Carter commented the trial educated the court, saying he was “astounded by the sophistication” of the group, prosecutors said.
Last week Carter found her husband, Arman “Horse” Sharopetrosian and another member of the conspiracy, Keren Markosian, all from the Glendale area, guilty of several similar counts.
A federal jury heard testimony in co-defendant Artush Margaryan’s case and found him guilty of similar charges, also in Carter’s court.
Margaryan was the only one of the defendants who opted for a jury trial, while Carter weighed the evidence against the other three.
The defendants face a possible 30 years in federal prison for each count of fraud, 30 years for each count of conspiracy and a mandatory two years on each identity theft charge at their Aug. 6 sentencing by Carter, said Joseph McNally and Martin Estrada, assistant U.S. attorneys who prosecuted the case.
At the sentencing, defense attorneys expect to argue there were no actual losses due to their clients’ actions because they became part of a fraud scheme in 2009, already well under way since 2005.

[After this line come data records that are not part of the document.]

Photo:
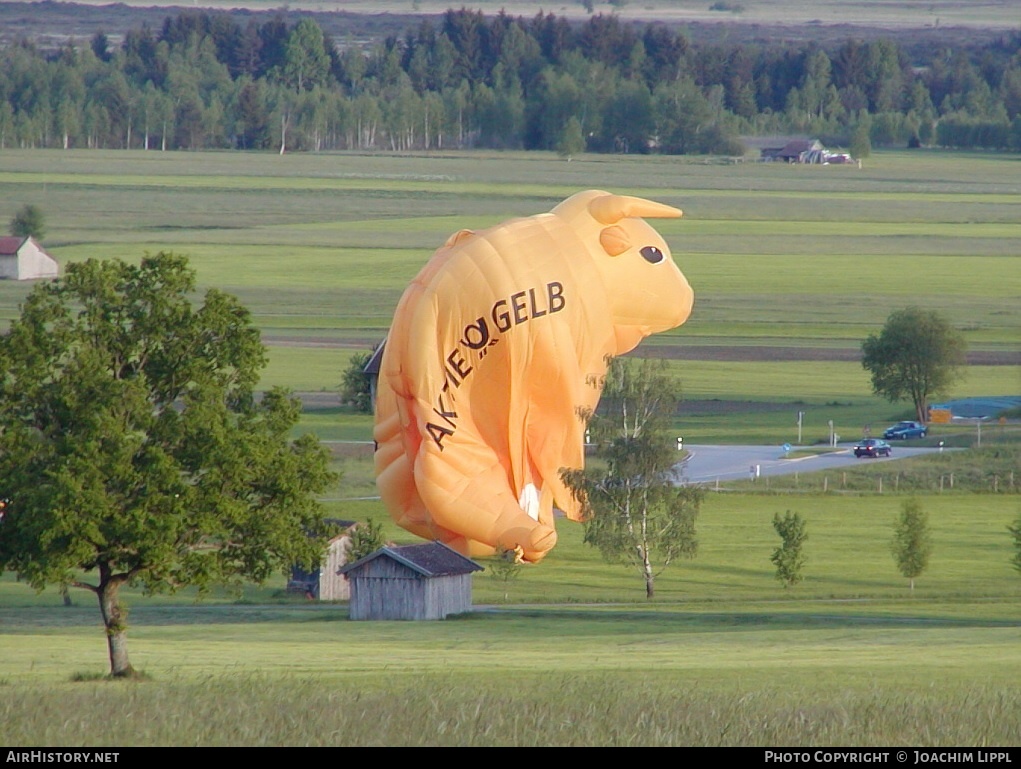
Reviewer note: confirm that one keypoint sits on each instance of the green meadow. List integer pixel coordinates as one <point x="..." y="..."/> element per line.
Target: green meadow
<point x="570" y="653"/>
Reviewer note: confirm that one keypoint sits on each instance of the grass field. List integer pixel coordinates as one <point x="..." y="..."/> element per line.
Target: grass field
<point x="321" y="247"/>
<point x="574" y="655"/>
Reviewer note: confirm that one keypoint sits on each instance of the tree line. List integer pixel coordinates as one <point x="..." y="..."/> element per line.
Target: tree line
<point x="468" y="80"/>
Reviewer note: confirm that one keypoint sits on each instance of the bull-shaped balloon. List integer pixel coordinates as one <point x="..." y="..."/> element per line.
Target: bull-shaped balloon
<point x="497" y="348"/>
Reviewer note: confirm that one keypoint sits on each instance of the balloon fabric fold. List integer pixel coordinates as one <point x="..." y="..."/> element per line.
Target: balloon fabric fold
<point x="497" y="349"/>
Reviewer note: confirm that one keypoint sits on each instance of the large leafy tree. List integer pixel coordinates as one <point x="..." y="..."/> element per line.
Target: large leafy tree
<point x="133" y="446"/>
<point x="917" y="354"/>
<point x="912" y="540"/>
<point x="635" y="514"/>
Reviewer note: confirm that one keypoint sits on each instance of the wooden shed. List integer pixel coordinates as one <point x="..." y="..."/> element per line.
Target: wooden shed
<point x="427" y="581"/>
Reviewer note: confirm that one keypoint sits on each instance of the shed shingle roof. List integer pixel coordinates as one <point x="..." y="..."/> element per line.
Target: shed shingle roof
<point x="10" y="245"/>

Prosecutors laid out for jurors what they said were the roles of the defendants:
Sharopetrosian approached low-paid tellers and call center workers for security information on account holders in exchange for money, Ogandzhanyan forged the checks, Markosian deposited the checks into accounts set up in third party names, many of them Armenians who had left the country, and Margaryan as the “one guy in the case who’s caught red handed with the checks.”
For the approximate six-year duration of the fraudulent scheme, defendants conspired to cause at least $8 million in losses, with victims in Orange, Los Angeles, San Bernardino counties, as well as in Arizona, Texas and Nevada, prosecutors said.
There were no losses after the Armenians joined in the summer of 2009 the scheme initiated by African Americans, prosecutors said. But sentencing in federal court is also about intended losses and among other factors the judge will take that into consideration along with any criminal histories of the defendants.
The defendants did everything they could to bypass bank security systems to drain the accounts of victims, many of them unsuspecting seniors whose sense of security was violated, McNally said in his opening statement.
According to the government’s trial memo, as early as 2005, the defendants and co-conspirators used bank insiders to execute a sophisticated fraud scheme throughout Southern California, targeting individual bank accounts by obtaining confidential information.